Last night, before going to bed, I made a little chart to help explain what a mixer does. Today I sat down to write a post for the chart, and… blah. Nothing was working. Everything that was coming out was plain and boring. Dry, like saltine dry.
I want to help people make better podcasts. I’ve been a sound tech / engineer / guy / whatever you want to call it since I started working in theater when I was 15. I know how daunting this stuff can be when it’s you creating the shows, or spending money on gear, or when you are the one who has to fix things when things go wrong. When I was an engineering assistant in radio (basically, I’d do whatever tech stuff I could aside from working on transmitters), we would say it was ‘hours of boredom, seconds of terror.’ Because it’s the pressure situations when you are the one who has to fix things that really get your blood pumping.

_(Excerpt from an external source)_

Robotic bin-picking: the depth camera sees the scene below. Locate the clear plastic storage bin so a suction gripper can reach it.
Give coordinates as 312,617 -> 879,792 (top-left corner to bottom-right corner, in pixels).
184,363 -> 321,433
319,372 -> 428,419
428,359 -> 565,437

So the struggle right now is making this fun. Trying to write about gain, and levels, and EQ, and sample rates in a way that doesn’t sound like Ben Stein is delivering it is proving harder than I thought it would be.
To me, it’s exciting to show people this stuff. The things you can do with audio to make it more alive, more real, more creative and bring an emotion out of people. To be able to tell a story, or get across an idea, or even to just have an opportunity to speak to people you wouldn’t have had the chance to before, to open up the doors to a world you didn’t have access to. To follow your own path, and make something you are truly proud of. That’s what gets me excited.
‘Show, don’t tell’ is the rule most quoted in storytelling. And it makes sense here as well. When I try to just tell you what something does, it’s dry and dull. I would rather show you what I’m talking about. So I’m going to work on that, and see how it goes. It’s been hard to figure out what I should be doing here, but things that are worth doing are often hard, and that’s just the way it goes. Hard isn’t a bad thing. It just means you have to figure out what works for you. It’s as individual as your voice, and your shows.